Sakit maag atau dispepsia di negara-negara barat, dialami setidaknya oleh 25% populasi, sementara di Asia angkanya sekitar 20%. Peningkatan produksi asam lambung bisa dipicu oleh pola makan yang tidak benar, stres atau hal lain. Ini menyebabkan sakit maag.
Secara alami lambung memroduksi suatu asam yang disebut asam klorida, yang berfungsi untuk membantu proses pencernaan protein.
Bila kadar asam yang dihasilkan lambung terlalu banyak, mekanisme perlindungan terhadap lambung, usus dan esofagus tidak efektif. Akibatnya, organ-organ tersebut rusak dan muncul gejala rasa sakit pada perut dan ulu hati yang serasa terbakar.

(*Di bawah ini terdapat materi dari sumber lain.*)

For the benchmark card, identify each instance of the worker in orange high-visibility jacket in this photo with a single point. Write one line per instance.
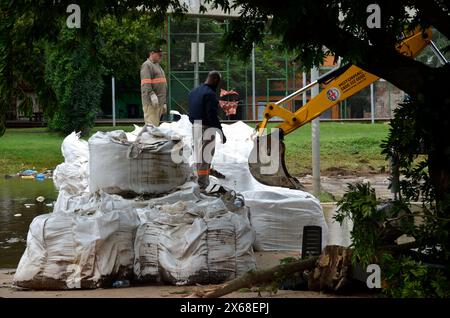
(153, 88)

Pengobatan sakit maag tergantung pada penyebabnya. Obat sakit maag yang banyak digunakan dan dijual di pasaran adalah jenis antasida. Antasida biasanya terdiri dari zat aktif yang mengandung aluminium hidroksida, magnesium hidroksida dan kalsium. Obat ini kadang dikombinasi dengan simetikon, yang dapat mengurangi kelebihan gas.
Baca juga : Cermati Gejala Nyeri Dada Karena Maag
Dokter biasanya menganjurkan penderita untuk mengunyah tablet antasida atau mengocok dan meminum antasida suspensi, setengah jam sebelum makan. Antasida bekerja dengan cara menetralkan kondisi yang “terlalu” asam. Juga menghambat aktivitas enzim pepsin, yang aktif bekerja pada kondisi asam. Enzim ini diketahui berperan dalam menimbulkan kerusakan pada organ saluran pencernaan.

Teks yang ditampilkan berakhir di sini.